An English word name from Latin aeternitas, meaning "endlessness" or "forever."
Eternity is one of the most philosophically ambitious word names in the English-language naming tradition, arriving as a given name on the coat-tails of the Puritan virtue-name movement that produced Hope, Grace, Faith, and Patience, while pushing the concept into genuinely metaphysical territory. The word itself descends from the Latin aeternitas, formed from aeternus (everlasting), which in turn derives from aevum, meaning "age" or "era" — the same root that gives us "medieval" and "longevity." Ancient philosophers from Plato to Augustine wrestled with eternity as a concept, distinguishing it from mere endless duration: eternity, properly understood, transcends time altogether.
As a name, Eternity carries the unmistakable imprint of deep parental love and spiritual aspiration — the desire to give a child a name that reaches beyond the ordinary and touches something absolute. In African American communities in particular, the name found meaningful adoption in the 1990s and 2000s as part of a broader embrace of names that communicate significance, destiny, and the weight of a soul. The perfume Eternity by Calvin Klein, launched in 1988, also kept the word in popular cultural circulation, associating it with romantic permanence and idealized love.

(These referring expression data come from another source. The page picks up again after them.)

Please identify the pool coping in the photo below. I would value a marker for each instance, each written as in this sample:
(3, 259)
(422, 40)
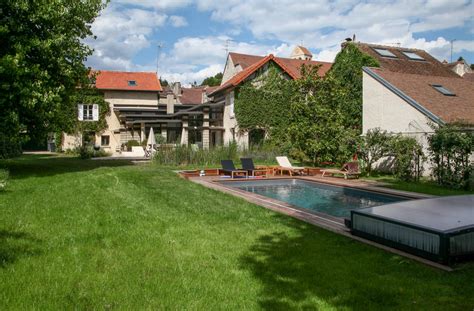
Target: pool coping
(325, 221)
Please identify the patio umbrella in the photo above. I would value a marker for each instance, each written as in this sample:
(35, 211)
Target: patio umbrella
(151, 138)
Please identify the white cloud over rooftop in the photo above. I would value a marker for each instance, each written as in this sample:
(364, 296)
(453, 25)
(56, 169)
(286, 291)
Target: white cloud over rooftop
(128, 27)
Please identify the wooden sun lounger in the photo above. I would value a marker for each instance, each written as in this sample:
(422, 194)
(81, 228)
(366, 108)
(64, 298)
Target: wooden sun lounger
(348, 169)
(228, 168)
(247, 164)
(285, 166)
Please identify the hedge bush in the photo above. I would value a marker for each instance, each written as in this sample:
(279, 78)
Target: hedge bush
(451, 147)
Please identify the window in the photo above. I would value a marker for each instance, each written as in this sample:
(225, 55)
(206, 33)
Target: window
(385, 53)
(443, 90)
(412, 56)
(105, 140)
(231, 105)
(88, 112)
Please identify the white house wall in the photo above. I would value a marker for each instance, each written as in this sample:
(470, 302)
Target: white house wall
(230, 70)
(230, 124)
(113, 124)
(385, 110)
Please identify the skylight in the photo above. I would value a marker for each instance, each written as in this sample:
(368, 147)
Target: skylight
(412, 56)
(385, 53)
(443, 90)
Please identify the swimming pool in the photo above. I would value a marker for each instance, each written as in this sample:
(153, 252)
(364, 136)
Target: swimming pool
(332, 200)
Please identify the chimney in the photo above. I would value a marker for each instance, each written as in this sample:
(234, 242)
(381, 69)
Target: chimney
(300, 52)
(176, 88)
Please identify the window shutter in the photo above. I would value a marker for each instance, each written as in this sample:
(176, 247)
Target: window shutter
(80, 112)
(232, 114)
(95, 112)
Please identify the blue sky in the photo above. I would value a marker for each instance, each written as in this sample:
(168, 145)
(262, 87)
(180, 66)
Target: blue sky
(193, 35)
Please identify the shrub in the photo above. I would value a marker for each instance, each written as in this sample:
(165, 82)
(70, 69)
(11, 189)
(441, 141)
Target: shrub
(408, 158)
(450, 149)
(4, 174)
(132, 143)
(9, 147)
(375, 145)
(85, 152)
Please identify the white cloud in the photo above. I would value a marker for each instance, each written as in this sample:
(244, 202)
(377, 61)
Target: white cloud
(195, 58)
(121, 34)
(127, 27)
(178, 21)
(156, 4)
(323, 24)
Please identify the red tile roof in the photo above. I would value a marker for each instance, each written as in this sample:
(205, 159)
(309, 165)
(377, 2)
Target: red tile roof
(118, 80)
(244, 60)
(193, 96)
(428, 66)
(291, 66)
(419, 87)
(469, 76)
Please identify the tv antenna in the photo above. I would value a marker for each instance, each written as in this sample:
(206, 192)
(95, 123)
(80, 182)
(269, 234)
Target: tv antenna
(227, 44)
(159, 46)
(452, 45)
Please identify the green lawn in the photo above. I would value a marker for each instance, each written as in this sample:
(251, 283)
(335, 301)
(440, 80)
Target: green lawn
(105, 235)
(423, 186)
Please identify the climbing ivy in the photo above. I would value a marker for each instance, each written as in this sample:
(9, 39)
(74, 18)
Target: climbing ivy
(264, 104)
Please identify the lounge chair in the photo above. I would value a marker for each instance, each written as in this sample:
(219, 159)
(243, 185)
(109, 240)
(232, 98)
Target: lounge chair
(285, 165)
(348, 169)
(228, 168)
(247, 164)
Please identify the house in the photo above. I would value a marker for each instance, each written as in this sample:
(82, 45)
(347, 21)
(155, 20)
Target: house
(138, 102)
(461, 67)
(411, 92)
(240, 68)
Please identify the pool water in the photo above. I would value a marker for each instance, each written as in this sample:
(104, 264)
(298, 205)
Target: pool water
(332, 200)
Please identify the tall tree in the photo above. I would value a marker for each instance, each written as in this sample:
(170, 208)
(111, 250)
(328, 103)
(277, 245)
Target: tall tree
(41, 64)
(347, 72)
(317, 128)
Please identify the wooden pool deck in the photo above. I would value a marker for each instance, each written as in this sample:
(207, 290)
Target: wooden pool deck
(335, 224)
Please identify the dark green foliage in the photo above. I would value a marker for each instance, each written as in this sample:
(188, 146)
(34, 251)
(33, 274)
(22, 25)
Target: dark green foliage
(4, 175)
(212, 81)
(346, 72)
(317, 128)
(374, 146)
(264, 104)
(450, 149)
(86, 96)
(408, 158)
(42, 58)
(132, 143)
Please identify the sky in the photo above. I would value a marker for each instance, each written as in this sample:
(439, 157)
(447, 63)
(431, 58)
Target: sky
(187, 40)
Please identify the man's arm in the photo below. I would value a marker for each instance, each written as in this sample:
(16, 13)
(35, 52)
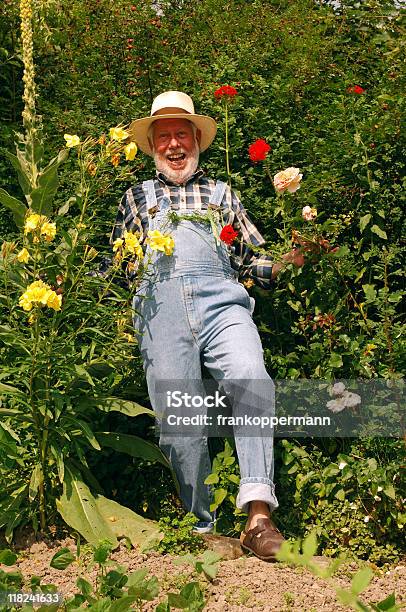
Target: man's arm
(259, 268)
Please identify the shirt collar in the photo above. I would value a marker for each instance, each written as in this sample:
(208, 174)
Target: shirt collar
(193, 178)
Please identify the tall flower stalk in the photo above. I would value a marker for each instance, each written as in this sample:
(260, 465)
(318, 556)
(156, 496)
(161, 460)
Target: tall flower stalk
(225, 94)
(30, 120)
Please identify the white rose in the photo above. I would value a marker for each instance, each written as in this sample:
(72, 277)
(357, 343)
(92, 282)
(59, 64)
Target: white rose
(351, 399)
(336, 405)
(287, 180)
(308, 213)
(337, 389)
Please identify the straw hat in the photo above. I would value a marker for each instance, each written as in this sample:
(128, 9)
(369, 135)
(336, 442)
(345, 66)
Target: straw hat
(172, 105)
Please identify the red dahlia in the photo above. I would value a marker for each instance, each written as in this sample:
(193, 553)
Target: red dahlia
(355, 89)
(228, 234)
(258, 150)
(225, 90)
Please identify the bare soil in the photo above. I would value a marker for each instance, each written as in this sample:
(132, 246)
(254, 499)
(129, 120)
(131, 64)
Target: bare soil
(244, 583)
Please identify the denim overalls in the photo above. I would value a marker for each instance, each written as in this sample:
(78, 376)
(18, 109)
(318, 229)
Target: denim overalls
(191, 311)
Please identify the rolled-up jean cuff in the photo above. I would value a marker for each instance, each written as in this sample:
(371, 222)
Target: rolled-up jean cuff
(256, 491)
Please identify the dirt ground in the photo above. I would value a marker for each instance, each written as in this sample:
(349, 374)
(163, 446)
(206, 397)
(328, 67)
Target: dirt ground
(245, 583)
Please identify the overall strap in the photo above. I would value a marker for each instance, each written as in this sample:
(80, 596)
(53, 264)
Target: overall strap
(150, 196)
(218, 195)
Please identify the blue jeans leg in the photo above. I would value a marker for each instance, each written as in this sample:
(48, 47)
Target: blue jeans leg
(235, 353)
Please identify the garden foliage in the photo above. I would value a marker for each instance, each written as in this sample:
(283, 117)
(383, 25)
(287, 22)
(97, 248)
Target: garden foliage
(321, 85)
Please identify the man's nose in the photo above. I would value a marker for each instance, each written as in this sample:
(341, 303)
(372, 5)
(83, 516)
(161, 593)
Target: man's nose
(174, 143)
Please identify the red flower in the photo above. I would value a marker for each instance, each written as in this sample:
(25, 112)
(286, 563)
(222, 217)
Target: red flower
(355, 89)
(258, 150)
(225, 90)
(228, 234)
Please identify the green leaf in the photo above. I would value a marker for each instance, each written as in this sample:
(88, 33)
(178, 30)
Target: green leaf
(62, 559)
(309, 546)
(137, 578)
(389, 490)
(361, 580)
(88, 433)
(42, 197)
(363, 222)
(340, 495)
(114, 404)
(7, 557)
(102, 551)
(84, 586)
(343, 251)
(219, 497)
(132, 445)
(123, 604)
(16, 206)
(379, 232)
(124, 522)
(78, 508)
(370, 292)
(20, 165)
(388, 604)
(335, 360)
(212, 479)
(36, 480)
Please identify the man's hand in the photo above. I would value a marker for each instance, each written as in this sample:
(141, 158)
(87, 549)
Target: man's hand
(294, 256)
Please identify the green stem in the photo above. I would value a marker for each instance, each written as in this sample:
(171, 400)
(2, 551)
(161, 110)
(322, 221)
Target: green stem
(227, 150)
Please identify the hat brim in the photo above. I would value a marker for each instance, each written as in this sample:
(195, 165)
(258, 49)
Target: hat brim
(138, 129)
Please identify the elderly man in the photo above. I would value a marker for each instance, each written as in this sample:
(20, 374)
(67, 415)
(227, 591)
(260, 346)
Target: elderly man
(191, 311)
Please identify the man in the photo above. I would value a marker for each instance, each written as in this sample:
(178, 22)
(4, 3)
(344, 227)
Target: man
(192, 312)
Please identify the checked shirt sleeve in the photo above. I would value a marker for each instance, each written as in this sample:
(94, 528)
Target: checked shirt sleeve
(253, 265)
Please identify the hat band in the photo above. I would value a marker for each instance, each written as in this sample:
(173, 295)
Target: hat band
(169, 110)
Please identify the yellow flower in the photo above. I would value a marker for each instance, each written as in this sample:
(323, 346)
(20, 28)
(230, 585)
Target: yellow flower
(117, 244)
(25, 303)
(91, 168)
(287, 180)
(48, 230)
(132, 244)
(54, 301)
(71, 140)
(115, 159)
(118, 134)
(39, 293)
(32, 222)
(130, 151)
(23, 256)
(160, 242)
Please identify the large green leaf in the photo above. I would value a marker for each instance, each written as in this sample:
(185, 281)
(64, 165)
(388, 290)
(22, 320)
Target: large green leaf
(132, 445)
(123, 522)
(17, 207)
(42, 197)
(114, 404)
(78, 508)
(20, 165)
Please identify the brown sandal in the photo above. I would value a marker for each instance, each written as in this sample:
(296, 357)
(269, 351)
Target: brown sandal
(263, 541)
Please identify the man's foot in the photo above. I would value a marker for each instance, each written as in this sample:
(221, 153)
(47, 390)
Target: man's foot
(263, 541)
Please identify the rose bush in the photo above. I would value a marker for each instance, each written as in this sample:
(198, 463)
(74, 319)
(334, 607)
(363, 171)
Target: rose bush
(327, 100)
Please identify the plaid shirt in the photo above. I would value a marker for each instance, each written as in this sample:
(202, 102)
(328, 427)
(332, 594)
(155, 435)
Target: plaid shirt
(195, 195)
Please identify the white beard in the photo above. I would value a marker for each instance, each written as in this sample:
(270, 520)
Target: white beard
(178, 176)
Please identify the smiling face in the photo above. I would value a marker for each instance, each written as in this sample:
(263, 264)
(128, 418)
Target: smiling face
(175, 148)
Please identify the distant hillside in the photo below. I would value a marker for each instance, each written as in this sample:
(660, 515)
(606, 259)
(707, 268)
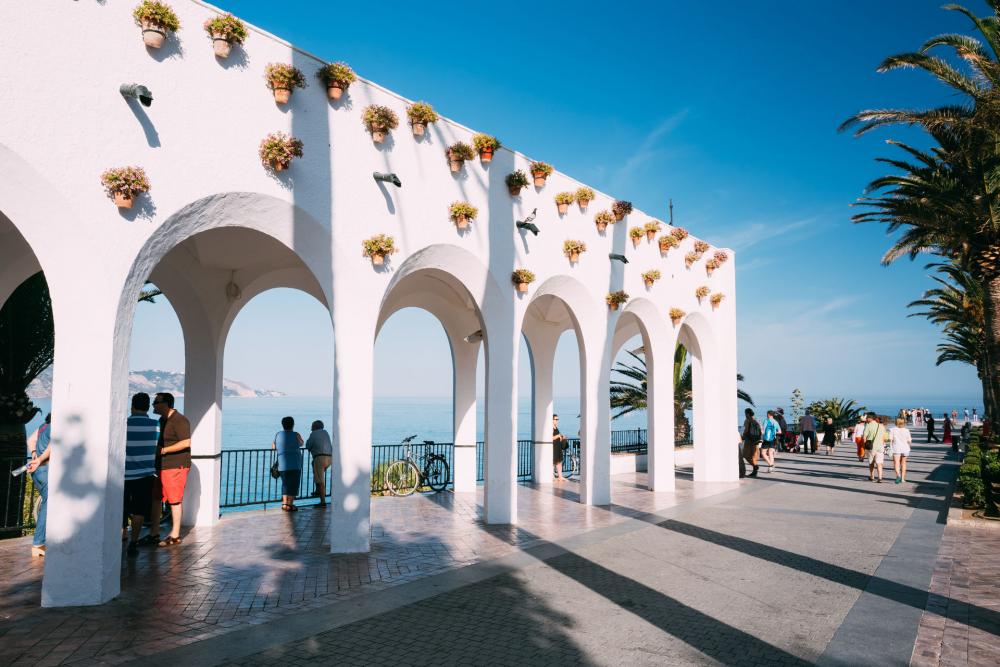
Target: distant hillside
(154, 381)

Literary and philosophical associations abound: William Blake wrote of seeing "eternity in a grain of sand," and countless poets have invoked the concept as the ultimate measure against which human love is tested. For a child named Eternity, the name becomes a quiet dare — to live up to something vast, to carry a reminder that what we do here echoes forward. It is a name of extraordinary ambition and, worn well, extraordinary grace.